Zwischen der Bahn, der L20, der Seegefelder Straße und der Berliner Straße 339 spannt sich eine grüne Wiese, so groß wie mehrere Fußballfelder. Ein Teil dieses Areals dient Falkensee als Hundeauslaufgebiet. Tatsächlich ist es so, dass die krautige Wiese, die oft genug hüfthoch gen Himmel wuchert, immer wieder von gemähten Wegen durchschnitten wird. So kann man sich durch die Wiese bewegen, ohne dabei die verschiedenen Kräuter im Biotop zertreten zu müssen.

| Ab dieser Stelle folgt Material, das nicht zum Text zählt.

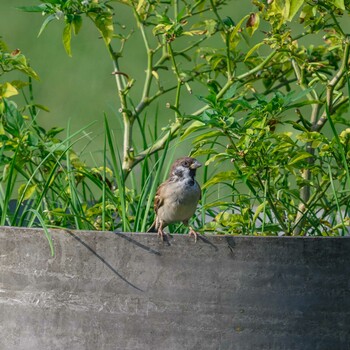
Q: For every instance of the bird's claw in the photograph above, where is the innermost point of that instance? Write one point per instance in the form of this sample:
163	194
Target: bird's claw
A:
193	233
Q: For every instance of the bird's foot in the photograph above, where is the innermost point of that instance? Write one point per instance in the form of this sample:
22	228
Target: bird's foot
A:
193	233
161	234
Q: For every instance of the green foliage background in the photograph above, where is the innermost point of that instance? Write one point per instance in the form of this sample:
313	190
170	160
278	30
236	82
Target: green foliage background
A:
268	115
80	88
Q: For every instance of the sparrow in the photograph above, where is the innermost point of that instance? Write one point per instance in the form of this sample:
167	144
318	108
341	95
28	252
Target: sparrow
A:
176	199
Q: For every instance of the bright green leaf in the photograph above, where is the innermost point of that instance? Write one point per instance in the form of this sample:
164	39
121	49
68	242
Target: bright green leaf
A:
26	192
294	7
46	22
7	90
300	156
77	23
339	4
66	38
220	177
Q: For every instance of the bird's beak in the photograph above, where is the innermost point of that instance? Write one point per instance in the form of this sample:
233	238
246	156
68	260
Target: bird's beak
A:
195	165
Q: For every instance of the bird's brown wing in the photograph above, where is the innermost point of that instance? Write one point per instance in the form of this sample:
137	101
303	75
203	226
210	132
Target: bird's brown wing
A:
159	198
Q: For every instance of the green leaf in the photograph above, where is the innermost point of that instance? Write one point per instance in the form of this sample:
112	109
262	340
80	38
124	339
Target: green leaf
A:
77	23
66	38
253	23
294	7
195	126
7	90
220	177
39	8
104	23
300	156
258	210
254	48
26	191
45	23
339	4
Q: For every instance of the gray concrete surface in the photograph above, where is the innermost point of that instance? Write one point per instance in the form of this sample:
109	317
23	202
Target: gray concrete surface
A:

Die große Frage, die man sich als Spaziergänger immer stellen sollte: Was lebt da eigentlich rechts und links neben den Wegen? Hier krabbelt und springt, hüpft und fliegt es. Grashüpfer in hoher Zahl sind hier zu finden, aber auch Spinnen, Schmetterlinge, Wanzen und Käfer. Sie sitzen auf spannenden Kräutern und Wildpflanzen, denen oft genug eine heilsame Wirkung nachgesagt wird. Würde man sie nur besser kennen!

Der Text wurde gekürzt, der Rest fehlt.